Opposition deputies said on Wednesday they would seek to topple Lebanon's Syrian-backed government in parliament and called for a one-day national strike next week. The deputies, riding high on mass protests over the past week, called for an international investigation into last week's assassination of ex-Prime Minister Rafik al-Hariri and wanted security chiefs sacked and put on trial.

"Opposition MPs confirm that they will seek a no-confidence vote in the government during (the Feb. 28) general assembly meeting" called to discuss the assassination, they said in a statement after a meeting of 38 MPs in the mountain house of Druze leader Walid Jumblatt. The statement called for a strike on Monday, the day the parliament meets.


Walid Jumblatt is a recent and rather startling convert to President Bush's policy of peace through asserted liberty, telling interviewer David Ignatius that "this process of change has started because of the American invasion of Iraq," and likening the eight-million-strong Iraqi electoral procession to the Berlin Wall's tumble.

The president's democratic allies have themselves been emboldened. President of the umbrella group Reform Party of Syria, Fadrid Ghadry, has advocated in the Washington Times sandwiching Damascus between dissent inside Syria as well as its Lebanese conquest:

The next U.S. step, following the withdrawal of the U.S. ambassador in Damascus, must be to open a front against the Syria Ba'athists in their own backyard. Not a military front, far from it, but a popular civilian offensive. The United States should aim to create the same disequilibrium in Syria that the Syrian Ba'athists so readily encourage elsewhere.

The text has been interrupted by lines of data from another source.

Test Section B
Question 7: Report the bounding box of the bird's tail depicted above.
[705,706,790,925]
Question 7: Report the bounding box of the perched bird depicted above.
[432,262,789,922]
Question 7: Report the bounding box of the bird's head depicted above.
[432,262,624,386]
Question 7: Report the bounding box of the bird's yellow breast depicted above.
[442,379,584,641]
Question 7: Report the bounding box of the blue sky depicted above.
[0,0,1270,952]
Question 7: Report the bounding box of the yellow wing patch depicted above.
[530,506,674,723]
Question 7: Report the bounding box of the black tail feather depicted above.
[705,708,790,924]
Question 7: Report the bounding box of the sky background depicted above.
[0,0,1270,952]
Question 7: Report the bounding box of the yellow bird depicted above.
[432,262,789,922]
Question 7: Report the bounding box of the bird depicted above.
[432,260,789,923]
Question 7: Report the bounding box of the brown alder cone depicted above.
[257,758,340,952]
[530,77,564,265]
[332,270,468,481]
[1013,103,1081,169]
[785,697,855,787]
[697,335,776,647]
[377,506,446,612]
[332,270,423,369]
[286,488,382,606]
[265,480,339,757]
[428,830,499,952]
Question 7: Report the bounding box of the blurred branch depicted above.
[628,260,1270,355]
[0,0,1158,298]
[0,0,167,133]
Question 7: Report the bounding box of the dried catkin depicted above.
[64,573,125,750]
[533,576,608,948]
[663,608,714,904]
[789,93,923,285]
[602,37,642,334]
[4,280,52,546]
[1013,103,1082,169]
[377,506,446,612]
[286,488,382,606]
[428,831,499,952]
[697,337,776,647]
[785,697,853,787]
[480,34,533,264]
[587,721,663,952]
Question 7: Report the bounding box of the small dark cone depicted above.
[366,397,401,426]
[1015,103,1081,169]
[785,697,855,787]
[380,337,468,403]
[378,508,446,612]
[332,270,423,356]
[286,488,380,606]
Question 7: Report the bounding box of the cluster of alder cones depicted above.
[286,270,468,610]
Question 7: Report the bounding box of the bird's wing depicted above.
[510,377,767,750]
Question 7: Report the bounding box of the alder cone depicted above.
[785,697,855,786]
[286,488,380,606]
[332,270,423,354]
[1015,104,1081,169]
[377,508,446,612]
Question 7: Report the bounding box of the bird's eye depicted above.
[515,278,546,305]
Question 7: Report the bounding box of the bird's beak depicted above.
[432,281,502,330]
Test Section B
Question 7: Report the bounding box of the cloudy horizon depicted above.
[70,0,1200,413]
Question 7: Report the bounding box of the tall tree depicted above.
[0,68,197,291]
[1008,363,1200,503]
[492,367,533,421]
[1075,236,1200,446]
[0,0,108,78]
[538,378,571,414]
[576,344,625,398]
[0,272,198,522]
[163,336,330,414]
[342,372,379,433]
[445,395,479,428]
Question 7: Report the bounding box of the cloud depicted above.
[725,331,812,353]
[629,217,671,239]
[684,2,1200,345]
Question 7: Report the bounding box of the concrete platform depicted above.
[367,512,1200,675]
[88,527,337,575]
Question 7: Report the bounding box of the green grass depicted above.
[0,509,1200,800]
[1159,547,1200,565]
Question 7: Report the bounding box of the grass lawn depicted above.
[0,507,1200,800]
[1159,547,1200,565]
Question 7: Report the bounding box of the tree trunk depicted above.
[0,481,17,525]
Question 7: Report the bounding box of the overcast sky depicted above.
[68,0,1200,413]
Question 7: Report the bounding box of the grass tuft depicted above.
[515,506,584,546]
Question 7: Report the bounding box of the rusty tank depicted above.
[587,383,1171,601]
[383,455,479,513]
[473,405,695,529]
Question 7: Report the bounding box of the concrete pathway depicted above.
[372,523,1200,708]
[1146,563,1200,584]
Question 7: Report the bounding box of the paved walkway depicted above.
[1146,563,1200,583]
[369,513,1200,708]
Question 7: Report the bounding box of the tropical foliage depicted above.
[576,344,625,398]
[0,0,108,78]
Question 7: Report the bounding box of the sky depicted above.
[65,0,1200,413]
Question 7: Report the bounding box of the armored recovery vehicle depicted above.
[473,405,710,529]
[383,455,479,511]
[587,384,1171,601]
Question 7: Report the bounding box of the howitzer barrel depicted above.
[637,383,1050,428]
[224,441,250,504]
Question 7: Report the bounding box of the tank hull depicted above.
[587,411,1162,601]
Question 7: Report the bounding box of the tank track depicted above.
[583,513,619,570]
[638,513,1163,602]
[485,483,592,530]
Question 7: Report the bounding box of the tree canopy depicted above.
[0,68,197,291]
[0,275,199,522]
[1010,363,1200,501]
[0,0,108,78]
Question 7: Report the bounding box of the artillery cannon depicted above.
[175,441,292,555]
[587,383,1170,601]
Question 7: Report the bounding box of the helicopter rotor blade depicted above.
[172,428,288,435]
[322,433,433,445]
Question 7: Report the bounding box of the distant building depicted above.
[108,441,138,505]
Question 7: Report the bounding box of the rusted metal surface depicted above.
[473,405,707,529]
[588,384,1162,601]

Mr. Ghadry is slightly concerned about Bashar Assad's inclination to violently resist the popular tide to his southwest. But if the last ten days have taught us one lesson, it's that a thug shrinks from daylight. Though President Bush will be behind closed doors in Bratislava, an observation point has been added to the collection already tracking Syria, its scope trained on Beirut. Bush is no Eisenhower, Beirut no Budapest. There is surely hell to pay if Lebanese patriots come to harm by Syrian hands. And we should have some faith in the Martyrs' Square tent city; if they follow the Orange Revolution with their own Red and White, their representative counterparts, ready to fit in legal terms the shouts from outside, are not far behind Kiev — and seeking to win for themselves much more. (Hat tip, Robert Mayer.)

FEINT: Bashar Assad's regime has released a statement promoting "commitment" to withdrawing its 15,000 troops from Lebanon. No explanation or time window was offered, and we should remember that on Monday it was "soon" — as it was in 1989. The dominative mind is not an awfully creative one; Damascus' gesture is probably a probe of Washington. If not rebuked and rejected by a distrustful White House the Ba'athists would do best to wait as long as possible before ordering any significant force movements. The longer the delay, the more tempting Damascus will find a roll-up to be.

But via Jim Geraghty, some are convinced that the Bush administration does not intend to let the Lebanese be silenced. And, helpfully enough, strange bedfellow Walid Jumblatt called the statement "a new farce."

WHAT EVERY TYRANT FEARS IS UNDER HIS BED: Syria's democrats.